Journal of Physical Chemistry B, Vol.102, No.44, 8909-8922, 1998
Ring-polymer dynamics in gels : Supercoiled and relaxed circular DNA in polyacrylamide
Velocity and orientation measurements have been used to study the electrophoretic (1.9-22.5 V/cm) and Brownian motion of supercoiled and relaxed circular DNA (2926 and 5386 base pairs) in polyacrylamide gels (5% T, 3.3% C), using as controls linear molecules of either the same contour length or the same radius-of-gyration. Circular DNA deviate from the cyclic reptation of the linear counterparts but in a different manner at high and low field strengths because the circles tend to visit different substructures of the heterogeneous polyacrylamide gel at low and high fields. At 22.5 V/cm circles are first (within 15 ms) weakly aligned with the field by migration, before slowly (over a period of tens of seconds) becoming immobilized by impalement on protruding gel-fibers, which lead to a strongly enhanced field alignment. The rate of field-free decay for the parallel orientation is similar to that in free solution (time constants 20-40 ms, depending on DNA size), which shows that impalement occurs mainly in the more open parts of the gel. At 1.9 V/cm the circles migrate slowly and in wide zones compared to the linear form. Unexpectedly, the circles are oriented perpendicularly to the field direction, in a weak and slow manner (rise time, 50 s). The perpendicular orientation decays about 1000 times more slowly than the impalement-induced parallel orientation and furthermore is not observed in comparative experiments in agarose gels (which the paralell orientation mode is).
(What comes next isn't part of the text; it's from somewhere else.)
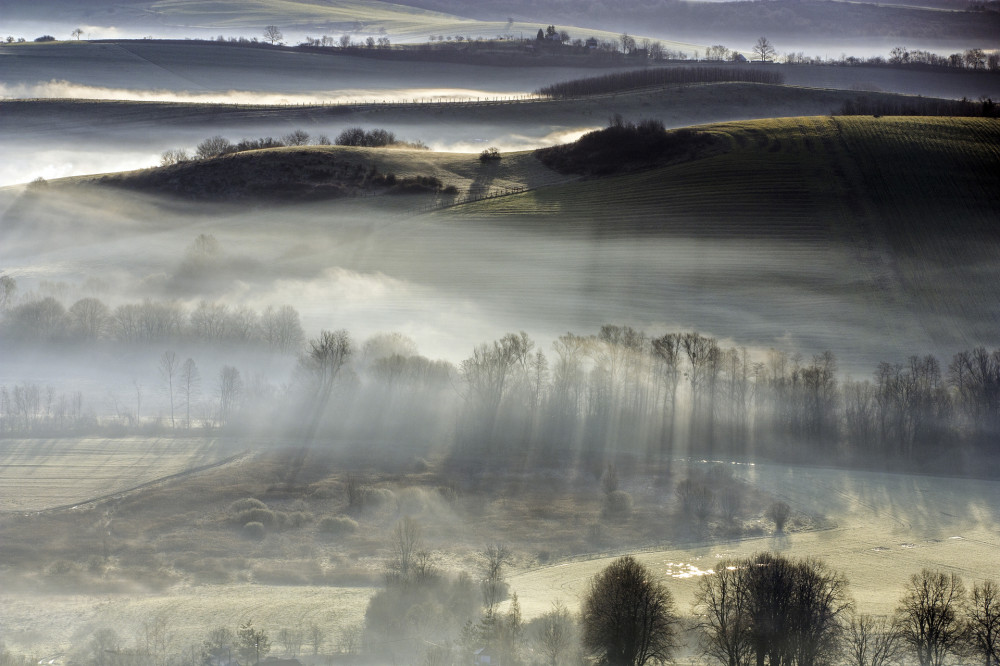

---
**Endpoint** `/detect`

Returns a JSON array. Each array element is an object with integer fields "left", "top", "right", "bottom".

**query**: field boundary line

The perpendicular mode is ascribed to a temporary squeezing of the circles against the bottom of "lobster traps" between dense regions of the polyacrylamide gel, which can be penetrated by the linear molecules but not by the circles due to DNA bending stiffness. At intermediate field strengths impaled and lobster-trapped circles exist side-by-side, as evidenced by the concomitant observation of both orientation modes. Data on the shortest pulses which detrap impaled molecules in intermittent and reversed fields, respectively, are combined to estimate the diffusion constant of circular DNA for translation off the gel fibers.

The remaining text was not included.